New rule to promote connectivity of the Darling "step in the right direction"


First flow rule activated under new Barwon-Darling water sharing plan.

The Resumption of Flows Rule will be activated from today under the new Barwon-Darling Water Sharing Plan to protect first flow events. Photo: Nerida Healy 2016

The Resumption of Flows Rule will be activated from today under the new Barwon-Darling Water Sharing Plan to protect first flow events. Photo: Nerida Healy 2016

A new rule to protect the connectivity of the Darling River has been activated under the new Barwon-Darling water sharing plan, but Lower Darling landholders say although it is a step in the right direction, more needs to be done to ensure water security downstream.


From Tuesday, the Resumption of Flows Rule will restrict A, B and C class water licence holders from pumping when the flow rate of the Darling River at Wilcannia has been below 200 megalitres a day for 90 days.

Pumping can resume in line with existing access announcements once there is a forecast for river flow at Wilcannia of 400ML/day for a minimum of 10 days, or a forecast of a cumulative flow of 30,000ML to pass Bourke.

NSW Water Minister Melinda Pavey said by changing how flows were managed, and when licence holders could access water from the river, they were protecting the environmental water in the system.

"This will reduce the need for temporary water restrictions to protect environmental flows," Ms Pavey said.

Prior to the new rules, licence holders could pump when the commence-to-pump threshold was reached, even if part of the flow was released to benefit the environment.

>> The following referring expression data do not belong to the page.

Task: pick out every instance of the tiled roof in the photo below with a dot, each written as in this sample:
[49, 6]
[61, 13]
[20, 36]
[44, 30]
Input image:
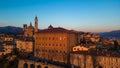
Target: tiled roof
[58, 30]
[97, 53]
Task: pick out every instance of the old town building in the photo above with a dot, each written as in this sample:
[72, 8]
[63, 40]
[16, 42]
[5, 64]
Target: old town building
[84, 47]
[25, 44]
[6, 47]
[30, 30]
[55, 43]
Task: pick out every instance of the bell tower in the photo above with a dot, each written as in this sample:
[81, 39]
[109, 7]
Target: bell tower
[36, 24]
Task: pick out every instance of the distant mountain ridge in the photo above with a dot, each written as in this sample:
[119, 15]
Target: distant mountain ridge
[112, 34]
[10, 29]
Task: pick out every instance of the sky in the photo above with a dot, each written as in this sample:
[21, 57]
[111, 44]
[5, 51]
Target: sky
[81, 15]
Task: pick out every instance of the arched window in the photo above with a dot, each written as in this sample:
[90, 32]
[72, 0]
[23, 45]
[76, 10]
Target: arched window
[46, 67]
[39, 66]
[25, 65]
[32, 66]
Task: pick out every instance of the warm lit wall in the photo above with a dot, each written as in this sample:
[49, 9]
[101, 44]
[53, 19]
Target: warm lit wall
[26, 46]
[54, 46]
[91, 61]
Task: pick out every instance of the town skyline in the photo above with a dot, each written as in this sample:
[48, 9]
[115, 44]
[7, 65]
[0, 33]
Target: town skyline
[83, 15]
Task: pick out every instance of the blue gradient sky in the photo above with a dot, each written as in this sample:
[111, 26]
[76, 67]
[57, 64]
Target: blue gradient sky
[83, 15]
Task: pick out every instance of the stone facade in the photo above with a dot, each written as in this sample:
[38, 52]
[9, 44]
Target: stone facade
[54, 44]
[34, 64]
[92, 60]
[30, 30]
[25, 44]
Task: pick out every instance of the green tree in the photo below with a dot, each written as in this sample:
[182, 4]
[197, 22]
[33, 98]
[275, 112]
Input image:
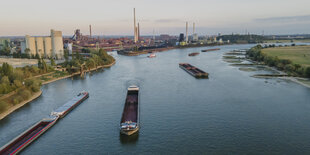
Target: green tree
[66, 54]
[53, 62]
[6, 69]
[307, 72]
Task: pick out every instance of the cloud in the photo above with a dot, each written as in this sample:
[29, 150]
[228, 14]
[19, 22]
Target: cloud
[169, 21]
[304, 18]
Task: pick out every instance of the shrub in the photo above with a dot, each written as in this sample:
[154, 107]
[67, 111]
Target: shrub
[24, 93]
[15, 101]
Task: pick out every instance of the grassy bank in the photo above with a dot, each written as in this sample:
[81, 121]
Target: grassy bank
[288, 41]
[22, 96]
[297, 54]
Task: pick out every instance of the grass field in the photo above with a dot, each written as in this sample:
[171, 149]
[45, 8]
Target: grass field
[297, 54]
[288, 41]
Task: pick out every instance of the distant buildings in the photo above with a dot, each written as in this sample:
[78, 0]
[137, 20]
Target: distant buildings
[4, 43]
[47, 47]
[181, 37]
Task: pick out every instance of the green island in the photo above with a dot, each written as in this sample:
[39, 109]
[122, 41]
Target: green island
[293, 60]
[21, 85]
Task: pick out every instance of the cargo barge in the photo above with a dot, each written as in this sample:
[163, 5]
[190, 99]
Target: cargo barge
[30, 135]
[66, 108]
[193, 54]
[130, 118]
[192, 70]
[34, 132]
[213, 49]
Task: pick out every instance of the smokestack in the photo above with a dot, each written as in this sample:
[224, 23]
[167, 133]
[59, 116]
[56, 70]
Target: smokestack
[193, 28]
[186, 32]
[135, 27]
[138, 31]
[90, 31]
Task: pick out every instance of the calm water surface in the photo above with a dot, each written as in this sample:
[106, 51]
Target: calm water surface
[230, 112]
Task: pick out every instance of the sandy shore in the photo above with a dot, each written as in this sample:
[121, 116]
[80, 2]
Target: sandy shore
[38, 94]
[12, 109]
[295, 79]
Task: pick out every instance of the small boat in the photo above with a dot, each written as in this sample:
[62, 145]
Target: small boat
[213, 49]
[27, 137]
[193, 54]
[130, 118]
[66, 108]
[152, 55]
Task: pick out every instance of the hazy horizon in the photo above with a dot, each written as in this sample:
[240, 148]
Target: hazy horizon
[35, 17]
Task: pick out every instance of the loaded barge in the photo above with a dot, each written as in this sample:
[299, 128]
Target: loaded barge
[193, 54]
[213, 49]
[34, 132]
[30, 135]
[130, 118]
[192, 70]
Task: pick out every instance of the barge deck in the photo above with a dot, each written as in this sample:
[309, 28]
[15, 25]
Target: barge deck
[130, 123]
[194, 71]
[26, 138]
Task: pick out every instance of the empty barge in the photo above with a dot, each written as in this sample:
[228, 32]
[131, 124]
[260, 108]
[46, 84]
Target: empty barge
[24, 139]
[130, 118]
[213, 49]
[66, 108]
[192, 70]
[30, 135]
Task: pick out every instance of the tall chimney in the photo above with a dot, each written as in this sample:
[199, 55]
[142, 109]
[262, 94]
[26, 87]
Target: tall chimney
[90, 31]
[186, 32]
[193, 28]
[135, 27]
[138, 31]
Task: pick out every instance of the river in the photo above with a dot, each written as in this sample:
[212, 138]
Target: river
[229, 113]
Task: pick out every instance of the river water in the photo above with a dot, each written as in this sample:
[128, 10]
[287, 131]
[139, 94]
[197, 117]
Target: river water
[231, 112]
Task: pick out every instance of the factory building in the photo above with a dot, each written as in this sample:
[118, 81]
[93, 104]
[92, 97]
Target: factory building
[48, 47]
[39, 46]
[4, 43]
[57, 44]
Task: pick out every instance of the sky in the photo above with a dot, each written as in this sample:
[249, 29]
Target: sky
[115, 17]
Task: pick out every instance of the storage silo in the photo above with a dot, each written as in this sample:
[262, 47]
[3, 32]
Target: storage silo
[57, 44]
[30, 44]
[47, 47]
[39, 46]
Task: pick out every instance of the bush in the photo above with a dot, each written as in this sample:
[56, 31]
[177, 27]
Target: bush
[15, 101]
[24, 93]
[307, 72]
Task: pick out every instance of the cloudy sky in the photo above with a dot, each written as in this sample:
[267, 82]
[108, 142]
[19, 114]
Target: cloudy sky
[115, 17]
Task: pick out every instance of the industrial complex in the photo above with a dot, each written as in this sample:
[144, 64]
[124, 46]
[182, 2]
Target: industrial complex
[46, 47]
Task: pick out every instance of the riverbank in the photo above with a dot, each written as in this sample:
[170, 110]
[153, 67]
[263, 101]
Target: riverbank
[136, 53]
[38, 94]
[15, 107]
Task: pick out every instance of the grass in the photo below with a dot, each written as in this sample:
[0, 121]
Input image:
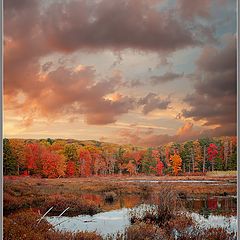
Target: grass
[26, 192]
[222, 174]
[23, 225]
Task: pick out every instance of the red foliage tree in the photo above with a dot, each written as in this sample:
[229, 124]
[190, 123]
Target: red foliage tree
[53, 165]
[71, 169]
[212, 151]
[85, 162]
[33, 153]
[159, 168]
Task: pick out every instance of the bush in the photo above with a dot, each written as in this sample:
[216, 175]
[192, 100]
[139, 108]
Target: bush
[76, 205]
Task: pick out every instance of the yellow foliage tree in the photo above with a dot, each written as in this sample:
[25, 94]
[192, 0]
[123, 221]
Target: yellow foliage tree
[176, 163]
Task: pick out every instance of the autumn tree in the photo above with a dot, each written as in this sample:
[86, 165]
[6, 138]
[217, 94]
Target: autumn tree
[212, 151]
[149, 162]
[70, 152]
[9, 160]
[33, 155]
[18, 147]
[53, 164]
[176, 163]
[85, 162]
[198, 158]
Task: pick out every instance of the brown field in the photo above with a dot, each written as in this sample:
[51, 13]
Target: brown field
[28, 192]
[27, 198]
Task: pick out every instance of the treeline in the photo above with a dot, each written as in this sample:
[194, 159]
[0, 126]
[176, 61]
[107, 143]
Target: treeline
[65, 158]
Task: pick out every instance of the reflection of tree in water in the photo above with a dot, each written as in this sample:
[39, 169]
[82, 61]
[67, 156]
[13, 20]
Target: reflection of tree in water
[205, 211]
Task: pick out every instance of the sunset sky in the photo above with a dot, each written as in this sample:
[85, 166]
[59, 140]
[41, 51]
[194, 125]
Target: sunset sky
[146, 72]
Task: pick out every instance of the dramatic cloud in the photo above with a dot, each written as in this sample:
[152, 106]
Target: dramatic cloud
[152, 102]
[61, 59]
[167, 77]
[214, 99]
[198, 8]
[150, 138]
[123, 24]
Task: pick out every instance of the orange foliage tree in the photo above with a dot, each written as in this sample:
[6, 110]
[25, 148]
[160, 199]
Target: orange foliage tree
[176, 163]
[53, 164]
[85, 162]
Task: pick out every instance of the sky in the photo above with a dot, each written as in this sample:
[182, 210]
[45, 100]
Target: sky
[145, 72]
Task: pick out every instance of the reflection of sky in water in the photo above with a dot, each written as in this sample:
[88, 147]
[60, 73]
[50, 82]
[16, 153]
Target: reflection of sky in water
[117, 220]
[104, 223]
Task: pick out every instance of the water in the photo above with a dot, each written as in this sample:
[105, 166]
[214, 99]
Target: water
[207, 212]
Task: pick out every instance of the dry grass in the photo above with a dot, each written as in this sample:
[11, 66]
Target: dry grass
[27, 192]
[222, 174]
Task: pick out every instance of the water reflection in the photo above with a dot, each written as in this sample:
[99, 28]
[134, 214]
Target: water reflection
[206, 205]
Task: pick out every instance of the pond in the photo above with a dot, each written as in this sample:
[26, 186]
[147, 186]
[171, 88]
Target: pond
[216, 211]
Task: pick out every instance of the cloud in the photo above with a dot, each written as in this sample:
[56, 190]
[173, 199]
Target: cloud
[215, 96]
[117, 25]
[149, 138]
[190, 9]
[152, 102]
[167, 77]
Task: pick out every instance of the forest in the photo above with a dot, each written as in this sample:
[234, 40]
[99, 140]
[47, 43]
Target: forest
[51, 158]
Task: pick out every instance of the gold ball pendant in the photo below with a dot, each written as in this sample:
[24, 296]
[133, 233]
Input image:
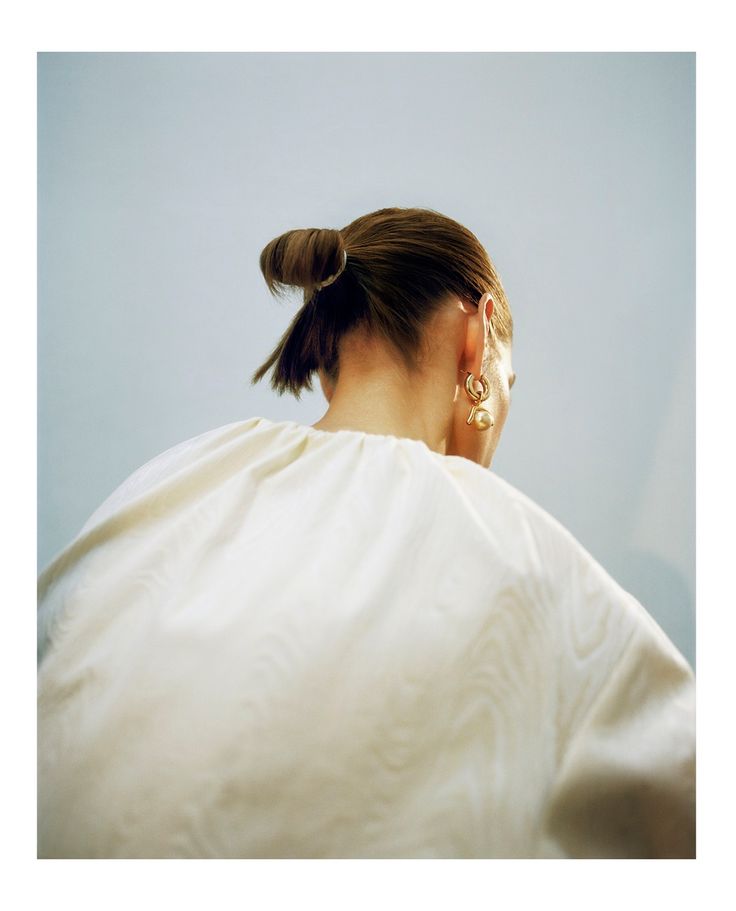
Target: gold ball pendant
[482, 420]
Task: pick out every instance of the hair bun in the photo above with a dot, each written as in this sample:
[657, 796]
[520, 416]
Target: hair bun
[307, 258]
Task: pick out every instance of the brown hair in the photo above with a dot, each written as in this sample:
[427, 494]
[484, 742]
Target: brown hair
[401, 266]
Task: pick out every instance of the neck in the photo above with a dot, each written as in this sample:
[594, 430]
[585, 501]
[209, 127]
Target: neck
[373, 395]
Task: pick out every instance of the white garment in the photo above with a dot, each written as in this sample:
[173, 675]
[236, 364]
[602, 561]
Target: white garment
[278, 641]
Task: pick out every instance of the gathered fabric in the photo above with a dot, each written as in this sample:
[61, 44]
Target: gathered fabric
[276, 641]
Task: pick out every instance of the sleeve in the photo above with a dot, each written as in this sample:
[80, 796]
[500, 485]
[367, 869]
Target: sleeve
[626, 784]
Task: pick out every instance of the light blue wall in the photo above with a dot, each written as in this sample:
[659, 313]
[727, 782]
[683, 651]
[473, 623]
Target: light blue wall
[162, 176]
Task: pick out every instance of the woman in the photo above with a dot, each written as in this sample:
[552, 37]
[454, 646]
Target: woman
[349, 639]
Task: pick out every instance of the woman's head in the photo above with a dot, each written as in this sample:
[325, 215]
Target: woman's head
[402, 266]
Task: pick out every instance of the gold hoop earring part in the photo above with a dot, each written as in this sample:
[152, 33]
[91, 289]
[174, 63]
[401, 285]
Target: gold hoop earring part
[478, 416]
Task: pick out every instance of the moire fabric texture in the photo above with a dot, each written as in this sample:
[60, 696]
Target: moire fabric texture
[278, 641]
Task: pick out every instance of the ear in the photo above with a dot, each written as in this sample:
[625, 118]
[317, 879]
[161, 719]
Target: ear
[478, 334]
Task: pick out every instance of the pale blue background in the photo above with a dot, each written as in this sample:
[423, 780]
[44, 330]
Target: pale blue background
[162, 176]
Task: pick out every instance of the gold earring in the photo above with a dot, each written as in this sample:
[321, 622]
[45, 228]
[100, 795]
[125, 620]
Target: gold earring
[478, 416]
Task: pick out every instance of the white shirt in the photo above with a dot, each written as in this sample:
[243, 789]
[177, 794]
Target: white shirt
[278, 641]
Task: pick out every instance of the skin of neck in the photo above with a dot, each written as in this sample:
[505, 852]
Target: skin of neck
[374, 393]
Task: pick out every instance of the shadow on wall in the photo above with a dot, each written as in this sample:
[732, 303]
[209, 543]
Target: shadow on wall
[664, 592]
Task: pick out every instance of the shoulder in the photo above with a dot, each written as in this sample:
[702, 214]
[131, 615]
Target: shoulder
[592, 606]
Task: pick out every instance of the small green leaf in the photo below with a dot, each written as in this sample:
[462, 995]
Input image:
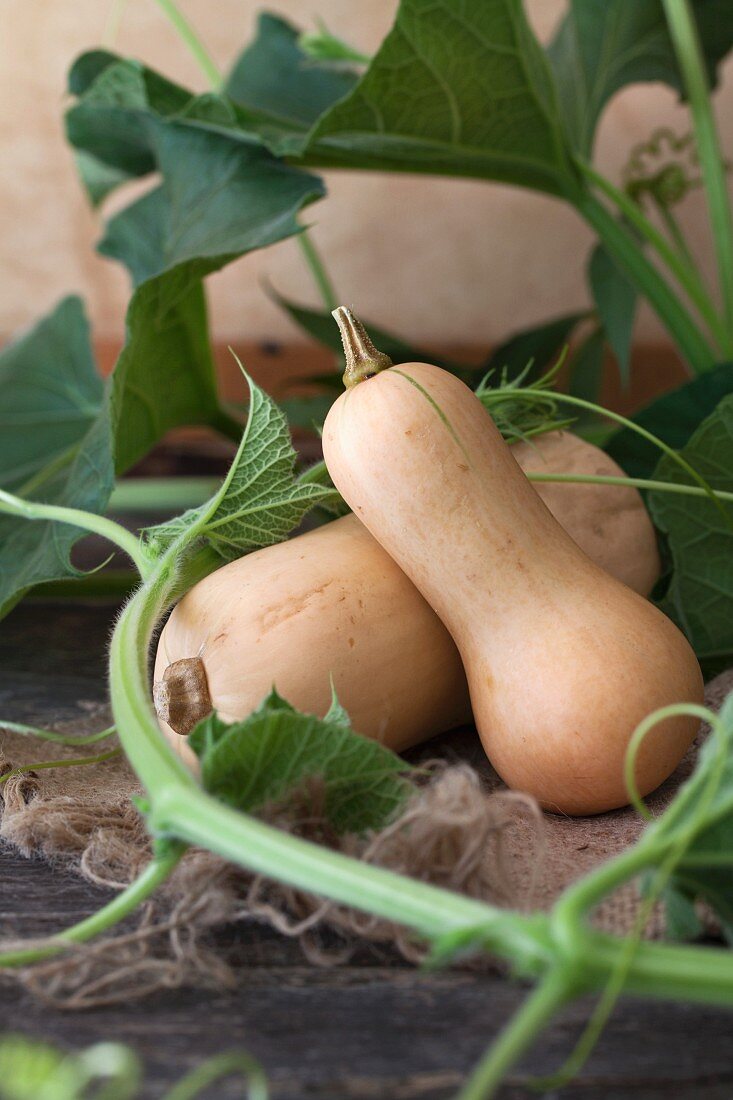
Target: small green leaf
[283, 87]
[539, 345]
[260, 501]
[270, 756]
[323, 45]
[700, 540]
[615, 300]
[673, 418]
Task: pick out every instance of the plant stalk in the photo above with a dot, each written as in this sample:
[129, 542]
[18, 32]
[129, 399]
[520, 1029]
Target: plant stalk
[691, 342]
[538, 1009]
[86, 520]
[684, 271]
[188, 35]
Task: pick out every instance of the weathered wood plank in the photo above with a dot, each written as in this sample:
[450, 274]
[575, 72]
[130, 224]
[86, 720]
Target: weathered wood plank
[374, 1029]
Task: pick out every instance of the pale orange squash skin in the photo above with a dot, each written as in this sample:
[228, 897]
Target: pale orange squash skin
[562, 660]
[334, 603]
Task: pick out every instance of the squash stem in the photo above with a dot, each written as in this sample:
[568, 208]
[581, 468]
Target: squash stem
[363, 360]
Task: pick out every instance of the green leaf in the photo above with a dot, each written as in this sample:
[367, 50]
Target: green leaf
[700, 540]
[538, 345]
[455, 89]
[323, 45]
[51, 394]
[34, 552]
[222, 194]
[699, 825]
[615, 300]
[284, 88]
[673, 418]
[260, 501]
[55, 446]
[165, 373]
[601, 47]
[220, 198]
[98, 178]
[271, 756]
[307, 411]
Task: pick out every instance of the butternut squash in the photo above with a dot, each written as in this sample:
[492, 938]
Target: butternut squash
[562, 660]
[334, 603]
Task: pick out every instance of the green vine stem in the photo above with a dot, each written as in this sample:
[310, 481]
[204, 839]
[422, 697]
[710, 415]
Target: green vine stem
[159, 869]
[659, 443]
[628, 482]
[540, 1005]
[687, 274]
[188, 35]
[684, 32]
[87, 520]
[695, 348]
[214, 1069]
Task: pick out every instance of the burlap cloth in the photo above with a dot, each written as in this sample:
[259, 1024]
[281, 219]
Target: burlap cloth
[461, 829]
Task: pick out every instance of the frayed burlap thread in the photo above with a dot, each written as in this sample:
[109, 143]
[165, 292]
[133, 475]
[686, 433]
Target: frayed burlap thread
[461, 829]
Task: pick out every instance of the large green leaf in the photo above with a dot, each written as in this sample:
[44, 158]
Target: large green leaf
[165, 373]
[55, 444]
[50, 395]
[219, 199]
[700, 539]
[457, 88]
[34, 552]
[282, 87]
[603, 45]
[271, 756]
[221, 195]
[673, 418]
[615, 300]
[260, 501]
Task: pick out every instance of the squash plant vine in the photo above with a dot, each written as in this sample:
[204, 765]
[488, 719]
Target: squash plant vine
[128, 122]
[558, 950]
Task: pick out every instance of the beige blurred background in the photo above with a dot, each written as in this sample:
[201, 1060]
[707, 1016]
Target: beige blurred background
[439, 261]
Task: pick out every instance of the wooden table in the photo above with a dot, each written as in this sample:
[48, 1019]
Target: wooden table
[374, 1029]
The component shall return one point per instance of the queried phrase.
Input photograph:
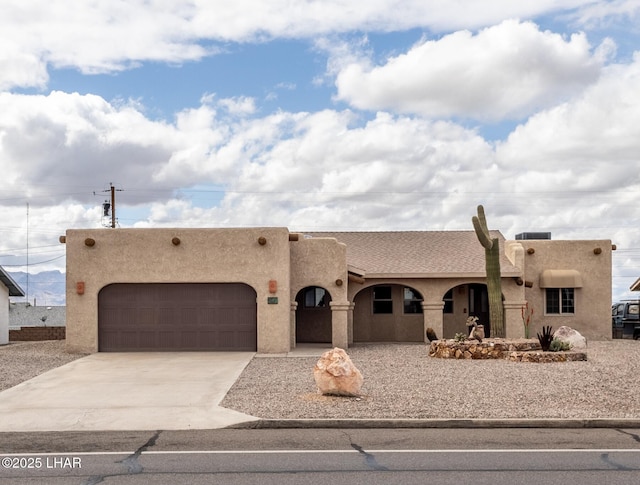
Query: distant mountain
(46, 288)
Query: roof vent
(533, 235)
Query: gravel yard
(20, 361)
(402, 381)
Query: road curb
(437, 423)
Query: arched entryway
(388, 313)
(461, 302)
(313, 315)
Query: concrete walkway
(128, 391)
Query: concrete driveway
(128, 391)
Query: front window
(560, 301)
(412, 301)
(382, 302)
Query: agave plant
(546, 338)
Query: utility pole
(106, 206)
(113, 206)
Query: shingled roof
(418, 254)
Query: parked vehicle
(625, 318)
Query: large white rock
(336, 375)
(571, 336)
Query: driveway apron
(128, 391)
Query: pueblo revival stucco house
(268, 289)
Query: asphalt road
(310, 456)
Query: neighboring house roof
(14, 288)
(419, 254)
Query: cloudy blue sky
(320, 115)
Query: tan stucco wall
(4, 314)
(592, 316)
(203, 256)
(321, 262)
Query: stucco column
(292, 325)
(432, 312)
(340, 324)
(514, 328)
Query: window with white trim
(560, 301)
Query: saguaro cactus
(492, 263)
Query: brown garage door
(177, 316)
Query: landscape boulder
(336, 375)
(570, 336)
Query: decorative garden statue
(492, 263)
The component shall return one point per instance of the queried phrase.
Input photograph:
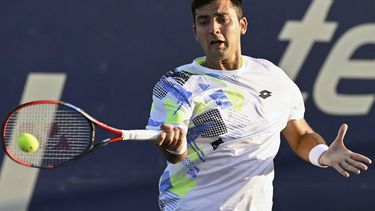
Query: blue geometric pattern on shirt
(220, 99)
(191, 169)
(177, 91)
(154, 123)
(165, 182)
(204, 86)
(168, 200)
(179, 76)
(212, 123)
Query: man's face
(218, 29)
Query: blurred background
(105, 57)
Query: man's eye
(223, 20)
(203, 22)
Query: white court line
(17, 182)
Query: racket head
(63, 132)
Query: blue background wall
(112, 53)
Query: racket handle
(140, 135)
(148, 135)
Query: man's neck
(233, 64)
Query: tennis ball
(27, 142)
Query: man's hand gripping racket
(50, 133)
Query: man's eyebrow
(215, 15)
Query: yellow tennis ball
(27, 142)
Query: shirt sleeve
(171, 102)
(298, 105)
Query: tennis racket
(63, 132)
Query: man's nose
(214, 27)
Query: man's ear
(194, 31)
(243, 25)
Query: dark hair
(200, 3)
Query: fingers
(341, 133)
(172, 138)
(361, 158)
(352, 165)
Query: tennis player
(229, 109)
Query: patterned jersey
(234, 119)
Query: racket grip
(140, 135)
(148, 135)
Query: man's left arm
(311, 147)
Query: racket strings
(63, 134)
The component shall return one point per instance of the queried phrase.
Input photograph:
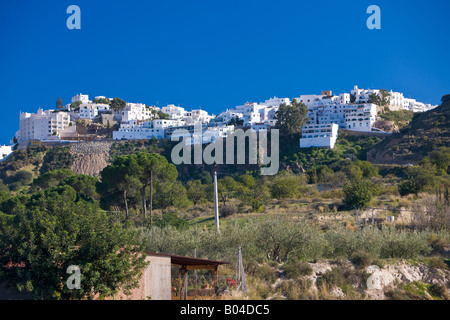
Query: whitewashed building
(84, 98)
(5, 151)
(44, 125)
(136, 111)
(91, 110)
(319, 135)
(136, 130)
(174, 112)
(361, 117)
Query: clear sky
(217, 54)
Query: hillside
(426, 132)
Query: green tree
(196, 191)
(359, 193)
(227, 188)
(285, 185)
(256, 197)
(55, 232)
(84, 185)
(51, 178)
(291, 118)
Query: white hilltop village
(327, 113)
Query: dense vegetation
(51, 218)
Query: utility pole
(216, 202)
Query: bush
(438, 290)
(359, 193)
(295, 269)
(361, 259)
(227, 210)
(338, 277)
(265, 272)
(437, 263)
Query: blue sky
(217, 54)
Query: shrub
(361, 259)
(359, 193)
(265, 272)
(227, 210)
(438, 290)
(339, 277)
(437, 263)
(295, 269)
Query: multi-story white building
(136, 130)
(5, 151)
(136, 111)
(361, 117)
(84, 98)
(174, 112)
(91, 110)
(363, 95)
(198, 115)
(319, 135)
(43, 125)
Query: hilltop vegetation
(286, 224)
(425, 133)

"We need these new environmental water rules because the old access rules for licence holders did not differentiate between flows from rainfall and releases that benefit the environment," Ms Pavey said.

The change in rules comes after the government's handling of the first flush event in February 2020 was brought under fire, with the controversial decision to lift a pumping and floodplain harvesting embargo during the event investigated by an independent panel.

The panel found that insufficient planning and preparation was undertaken for the first flush and "decision-making was opaque."

Call for flow targets further downstream

Nerida Healy of Court Nareen station, between Menindee and Pooncarie, welcomed the new rule but said the water sharing plan needed to take into account flow targets further downstream.

"It's a step in the right direction but we need to recognise a flow target at Menindee Lakes for it to be effective in the Lower Darling," Mrs Healy said.

"We need security of an 18-month-supply in Menindee because at the moment we are still facing a no-flow event at the start of 2022."

Mrs Healy said they had had to change their entire business operation due to the lack of water security experienced over the last five years.

"We only run sheep now, whereas previously we had table grapes and cattle as well," she said.

But, despite the ongoing challenges, this summer has been a stark contrast to the last couple of years, with recent rain and a flowing river raising spirits.

"Having a flow in the river over the summer months has been so nice, we've been able to take the kids down to the river with their paddle boards and canoes," Mrs Healy said.

"It's really highlighted the mental strain we had when it wasn't there."

Fellow Pooncarie landholder Denis Miller of Whurlie Station said they were hopeful the rule would make a difference to connectivity of the river.

"In a year like this where we're having phenomenal rainfall in the catchments, to see that water not getting much further than Bourke is very distressing because we don't get these opportunities very often," Mr Miller said.

Summer cropping impacted 

Barwon Darling Water spokesperson Ian Cole said although the new rule would impact production and some communities in the north of the state, they were rules their irrigator group had supported to ensure connectivity of the river.

"It will mean some people who need a little more water to finish their summer crops won't be able to pump, which will impact production around Bourke and further up the river," Mr Cole said.

"But the rules are the rules and they're the rules we supported."

Moree Plains Shire Council mayor Katrina Humphries was less accepting of the new rule, saying their community had done much of the heavy lifting when it came to river flows.

"We've been damaged in the last 12 months because a lot of the water which fell at the start of 2020 was embargoed," Cr Humphries said.

"We're all for making sure the rivers flow but we also have industry and we also have water rights.

"I understand environmental flows but I also understand people being shafted and we're sick of being shafted."

Cr Humphries said she was concerned the new rule would be based on forecasts, which she said were "so wrong, so often."